Su kaybı, vücut ısısının aşırı düşmesi, kol ve bacaklarda hücrelerin yaşamsal işlevlerini kaybetmesi; bunlar ölüme eşlik eden en şiddetli bulgulardır. Ölüm, genellikle zatürreden kaynaklanır. Dolaşım ve boşaltım yetersizlikleri de ölüme yol açar.
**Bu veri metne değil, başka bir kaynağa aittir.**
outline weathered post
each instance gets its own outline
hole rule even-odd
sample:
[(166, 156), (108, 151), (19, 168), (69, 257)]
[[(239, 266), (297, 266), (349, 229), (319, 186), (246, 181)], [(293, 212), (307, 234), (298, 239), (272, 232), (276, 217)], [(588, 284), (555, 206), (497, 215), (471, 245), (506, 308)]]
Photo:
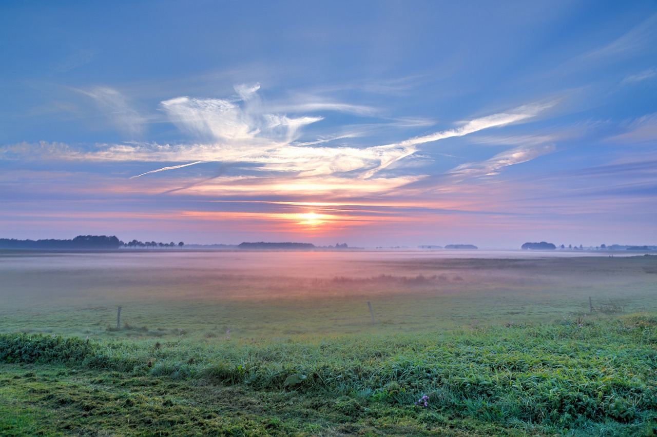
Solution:
[(372, 323), (375, 323), (376, 321), (374, 319), (374, 310), (372, 309), (372, 302), (369, 301), (367, 301), (367, 306), (370, 308), (370, 314), (372, 314)]

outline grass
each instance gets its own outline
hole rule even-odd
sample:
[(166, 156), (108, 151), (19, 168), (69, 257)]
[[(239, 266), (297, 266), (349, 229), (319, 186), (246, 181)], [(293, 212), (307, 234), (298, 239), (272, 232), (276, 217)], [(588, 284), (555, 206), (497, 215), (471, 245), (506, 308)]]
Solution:
[(0, 259), (0, 434), (657, 435), (654, 257), (70, 256)]
[[(654, 435), (656, 343), (657, 316), (649, 314), (449, 333), (159, 346), (3, 335), (0, 411), (12, 414), (0, 429)], [(416, 405), (423, 396), (427, 407)]]

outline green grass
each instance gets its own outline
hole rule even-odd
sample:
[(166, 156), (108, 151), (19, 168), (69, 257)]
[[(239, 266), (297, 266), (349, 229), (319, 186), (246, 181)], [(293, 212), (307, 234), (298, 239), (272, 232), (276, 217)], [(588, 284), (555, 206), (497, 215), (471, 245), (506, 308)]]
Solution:
[(654, 435), (657, 316), (594, 319), (294, 341), (4, 335), (0, 429)]
[(0, 259), (0, 435), (657, 435), (655, 257), (337, 256)]

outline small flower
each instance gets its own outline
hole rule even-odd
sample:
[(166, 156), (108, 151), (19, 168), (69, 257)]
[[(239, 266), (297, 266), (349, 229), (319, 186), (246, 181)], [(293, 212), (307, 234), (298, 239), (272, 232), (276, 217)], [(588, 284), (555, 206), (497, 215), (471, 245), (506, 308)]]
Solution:
[(420, 399), (419, 399), (417, 402), (415, 402), (415, 405), (420, 406), (428, 407), (429, 406), (429, 396), (425, 394), (422, 398), (420, 398)]

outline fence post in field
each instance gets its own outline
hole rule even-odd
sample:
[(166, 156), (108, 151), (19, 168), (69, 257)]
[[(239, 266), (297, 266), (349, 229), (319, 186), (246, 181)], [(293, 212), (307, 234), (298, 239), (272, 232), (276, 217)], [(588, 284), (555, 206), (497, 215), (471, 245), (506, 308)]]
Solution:
[(374, 318), (374, 310), (372, 309), (372, 302), (369, 301), (367, 301), (367, 306), (370, 308), (370, 314), (372, 314), (372, 323), (375, 323), (376, 321)]

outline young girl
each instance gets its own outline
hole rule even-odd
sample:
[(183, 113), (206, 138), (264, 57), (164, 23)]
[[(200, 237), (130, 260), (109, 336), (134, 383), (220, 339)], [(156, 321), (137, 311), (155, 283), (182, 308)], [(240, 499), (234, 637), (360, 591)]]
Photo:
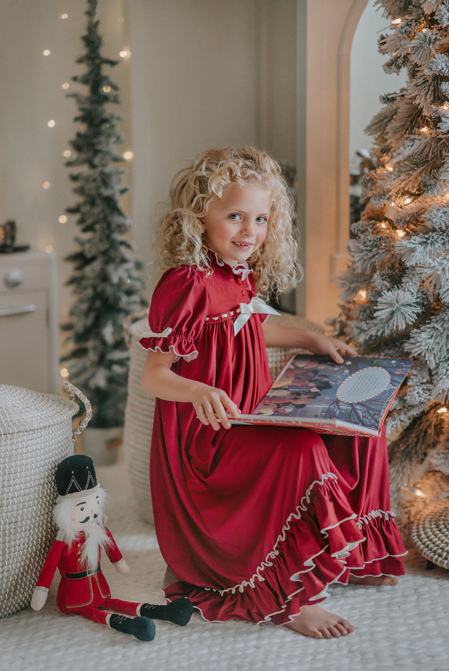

Ankara’daki İnsan Hakları Anıtı'nın önündeki eylem yerinde Nuriye Gülmen’i ilk gördüğümde cildinin parlaklığına takılmıştı gözüm. “Onlarca gündür aç olan bir insanın yüzü nasıl böyle parlayabilir?“ Bu soru, sohbetimiz boyunca aklımı kurcaladı. Bir de Ankara’da kara kışın bittiğini haber veren sımsıcak güneşli güne neden kar botları ve yün hırkayla çıktığı… Aradığım cevapları Türk Tabipler Birliği’nin internet sitesinde yer alan, yukarıdaki çalışmada buldum.
Nuriye’nin yüzü açlıktan parlıyordu. Açlıktan vücut ısısı düştüğü için üşüyordu. Bana doğru gelirken yürüdüğü son 20 metreyi yavaş çekimde izler gibiydim. Uzun bedeni dal gibi incecikti. Adım attıkça yüzünü buruşturmasından, yürümekte zorlandığı anlaşılıyordu. Doktorların dediğine göre “kas yıkımı“ başlamıştı.
Peki Nuriye neden aç? “İşim için, ekmeğim için, emeğim için direniyorum“ diye anlatıyor. Akademisyen Nuriye Gülmen, bir gece ansızın çıkan Kanun Hükmünde Kararname (KHK) ile işinden atılan yüzlerce kişiden biri. O günden beri uğradığı bu haksızlıkla mücadele etmekte kararlı. Üstelik bu mücadele sadece kendisi için de değil.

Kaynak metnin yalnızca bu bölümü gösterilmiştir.